* Re: [Linux-ia64] Hard "hangs" with 2.4.16
2001-12-10 20:46 [Linux-ia64] Hard "hangs" with 2.4.16 Chris McDermott
@ 2001-12-10 21:06 ` Jack Steiner
2001-12-10 21:19 ` Andreas Schwab
` (5 subsequent siblings)
6 siblings, 0 replies; 8+ messages in thread
From: Jack Steiner @ 2001-12-10 21:06 UTC (permalink / raw)
To: linux-ia64
>
> Anybody else been seeing hangs with 2.4.16+ia64-1128.diff?
>
> I'm running on 4x Lions, some with B3's and some with C0's.
> The BIOS revision is 83B. I have seen the hang on at least
> 4 of the systems. This is a hard hang, no kb interrupts, so
> kdb doesn't help. I don't have much to go on yet. The hangs
> occur in random places, sometimes at various places during
> boot and sometimes after the system has been up for a few
> minutes. I put an ITP (American Arium) on one of the failing
> systems and it didn't fail. Stayed up all night. I moved the
> ITP to another failing system and was able to catch 1
> occurrence of a "hang". I'm still trying to characterize this
> hang to determine whether this is the same thing I am seeing
> on the other systems or just a hardware (configuration) problem.
> What I saw from the ITP was that all of the processors had
> apparently reset (all of their IPs had returned to the reset
> vector, 0x80000000FFFFFF90 (I did have the ITP set to break on
> reset, but it didn't trigger). Not much else to go on, since I
> couldn't even dump any useful processor context.
We saw the same symptom & tracked it down to a bug in the
write_unlock() macro. The result was a memory-ordering problem
that caused the "unlock" of the tasklist_lock to be made
globally visible before the "store's" to the link fields were
visible. The result was a closed loop in the tasklist links.
Try adding a barrier operation BEFORE the clear_bit.
OLD
#define write_unlock(x) ({clear_bit(31, (x)); mb();})
NEW
#define write_unlock(x) ({smp_mb__before_clear_bit(); clear_bit(31, (x));})

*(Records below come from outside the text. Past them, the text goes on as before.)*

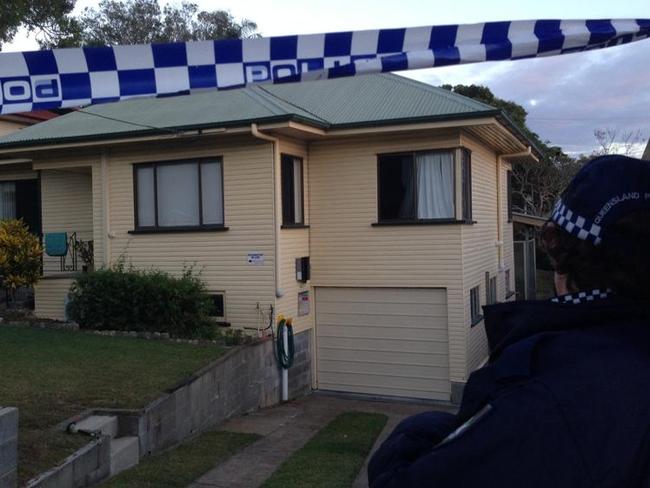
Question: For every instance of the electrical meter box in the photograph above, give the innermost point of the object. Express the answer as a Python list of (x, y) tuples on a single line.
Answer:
[(302, 269)]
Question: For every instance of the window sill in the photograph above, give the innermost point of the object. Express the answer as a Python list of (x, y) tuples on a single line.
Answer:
[(423, 222), (294, 226), (171, 230)]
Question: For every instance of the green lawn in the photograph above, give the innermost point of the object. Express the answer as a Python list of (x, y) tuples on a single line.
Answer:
[(51, 375), (334, 456), (180, 466)]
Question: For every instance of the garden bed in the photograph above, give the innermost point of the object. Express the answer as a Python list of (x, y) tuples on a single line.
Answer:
[(51, 375)]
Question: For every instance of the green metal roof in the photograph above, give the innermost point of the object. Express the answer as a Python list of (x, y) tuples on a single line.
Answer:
[(345, 102)]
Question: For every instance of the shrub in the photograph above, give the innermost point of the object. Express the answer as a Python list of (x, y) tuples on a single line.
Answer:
[(20, 256), (145, 301)]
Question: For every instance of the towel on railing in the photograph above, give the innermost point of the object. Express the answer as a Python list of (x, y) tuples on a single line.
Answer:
[(56, 243)]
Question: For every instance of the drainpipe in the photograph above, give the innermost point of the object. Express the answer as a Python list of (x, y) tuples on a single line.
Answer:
[(106, 245), (276, 233), (276, 208), (527, 153)]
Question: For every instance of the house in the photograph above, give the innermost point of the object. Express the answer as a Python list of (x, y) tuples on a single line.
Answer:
[(18, 190), (372, 209)]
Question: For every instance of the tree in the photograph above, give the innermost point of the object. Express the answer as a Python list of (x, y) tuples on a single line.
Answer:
[(20, 256), (116, 22), (611, 141), (45, 18), (536, 187)]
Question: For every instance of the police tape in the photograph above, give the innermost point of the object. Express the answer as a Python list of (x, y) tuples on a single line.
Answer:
[(74, 77)]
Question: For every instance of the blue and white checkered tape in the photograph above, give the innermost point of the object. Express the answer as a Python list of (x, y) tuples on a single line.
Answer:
[(81, 76)]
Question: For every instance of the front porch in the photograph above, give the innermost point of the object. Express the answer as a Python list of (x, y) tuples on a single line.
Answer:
[(68, 234)]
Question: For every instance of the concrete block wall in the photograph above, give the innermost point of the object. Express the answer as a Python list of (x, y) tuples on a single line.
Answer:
[(242, 381), (8, 446), (86, 467)]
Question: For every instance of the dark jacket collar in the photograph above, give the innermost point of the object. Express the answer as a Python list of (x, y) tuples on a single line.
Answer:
[(508, 323)]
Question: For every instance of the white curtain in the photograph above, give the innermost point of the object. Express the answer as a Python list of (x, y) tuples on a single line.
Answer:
[(435, 185), (146, 204), (178, 186), (7, 200)]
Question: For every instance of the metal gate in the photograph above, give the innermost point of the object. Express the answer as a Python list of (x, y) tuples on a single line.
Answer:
[(525, 270)]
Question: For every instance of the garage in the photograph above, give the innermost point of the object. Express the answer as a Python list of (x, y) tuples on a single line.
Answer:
[(383, 341)]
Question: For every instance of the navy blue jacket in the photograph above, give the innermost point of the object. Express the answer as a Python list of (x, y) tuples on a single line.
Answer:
[(564, 401)]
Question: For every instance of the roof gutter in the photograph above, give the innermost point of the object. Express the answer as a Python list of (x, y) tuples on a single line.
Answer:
[(276, 208)]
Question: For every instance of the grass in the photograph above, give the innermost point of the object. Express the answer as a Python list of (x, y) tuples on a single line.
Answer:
[(334, 456), (51, 375), (178, 467)]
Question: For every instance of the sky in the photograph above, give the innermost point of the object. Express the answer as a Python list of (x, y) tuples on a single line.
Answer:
[(567, 97)]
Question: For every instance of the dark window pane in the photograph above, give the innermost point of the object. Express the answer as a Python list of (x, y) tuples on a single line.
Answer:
[(467, 185), (288, 191), (396, 188)]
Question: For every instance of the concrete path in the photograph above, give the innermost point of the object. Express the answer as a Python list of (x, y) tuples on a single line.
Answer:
[(286, 428)]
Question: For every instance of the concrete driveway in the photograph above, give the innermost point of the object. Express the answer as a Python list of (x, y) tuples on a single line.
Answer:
[(286, 428)]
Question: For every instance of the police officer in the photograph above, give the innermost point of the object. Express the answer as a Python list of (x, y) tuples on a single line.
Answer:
[(564, 400)]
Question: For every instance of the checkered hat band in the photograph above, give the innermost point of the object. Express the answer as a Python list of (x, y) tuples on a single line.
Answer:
[(575, 224), (80, 76), (583, 297)]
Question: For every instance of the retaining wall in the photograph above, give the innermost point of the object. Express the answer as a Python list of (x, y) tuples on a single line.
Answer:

This has been fixed in a later version of the IA64 patch.
>
> Anyone else seeing this sort of odd behavior with 2.4.16 on
> Intel Lion SDVs?
>
>
> Thanks,
>
> Chris McDermott
>
>
> _______________________________________________
> Linux-IA64 mailing list
> Linux-IA64@linuxia64.org
> http://lists.linuxia64.org/lists/listinfo/linux-ia64
>
--
Thanks
Jack Steiner (651-683-5302) (vnet 233-5302) steiner@sgi.com
^ permalink raw reply [flat|nested] 8+ messages in thread* Re: [Linux-ia64] Hard "hangs" with 2.4.16
2001-12-10 20:46 [Linux-ia64] Hard "hangs" with 2.4.16 Chris McDermott
2001-12-10 21:06 ` Jack Steiner
@ 2001-12-10 21:19 ` Andreas Schwab
2001-12-10 21:21 ` Chris McDermott
` (4 subsequent siblings)
6 siblings, 0 replies; 8+ messages in thread
From: Andreas Schwab @ 2001-12-10 21:19 UTC (permalink / raw)
To: linux-ia64
Jack Steiner <steiner@sgi.com> writes:
|> >
|> > Anybody else been seeing hangs with 2.4.16+ia64-1128.diff?
|> >
[...]
|> This has been fixed in a later version of the IA64 patch.
Which later version? 1128 is still the latest.
Andreas.
--
Andreas Schwab "And now for something
Andreas.Schwab@suse.de completely different."
SuSE Labs, SuSE GmbH, Schanzäckerstr. 10, D-90443 Nürnberg
Key fingerprint = 58CA 54C7 6D53 942B 1756 01D3 44D5 214B 8276 4ED5
^ permalink raw reply [flat|nested] 8+ messages in thread* Re: [Linux-ia64] Hard "hangs" with 2.4.16
2001-12-10 20:46 [Linux-ia64] Hard "hangs" with 2.4.16 Chris McDermott
2001-12-10 21:06 ` Jack Steiner
2001-12-10 21:19 ` Andreas Schwab
@ 2001-12-10 21:21 ` Chris McDermott
2001-12-10 22:49 ` Chris McDermott
` (3 subsequent siblings)
6 siblings, 0 replies; 8+ messages in thread
From: Chris McDermott @ 2001-12-10 21:21 UTC (permalink / raw)
To: linux-ia64
One minor correction 80000000FFFFFF90 is PALE_CHECK,
80000000FFFFFFB0 is PALE_RESET.
On Mon, Dec 10, 2001 at 12:46 -0800, Chris McDermott - Linux wrote:
> Anybody else been seeing hangs with 2.4.16+ia64-1128.diff?
>
> I'm running on 4x Lions, some with B3's and some with C0's.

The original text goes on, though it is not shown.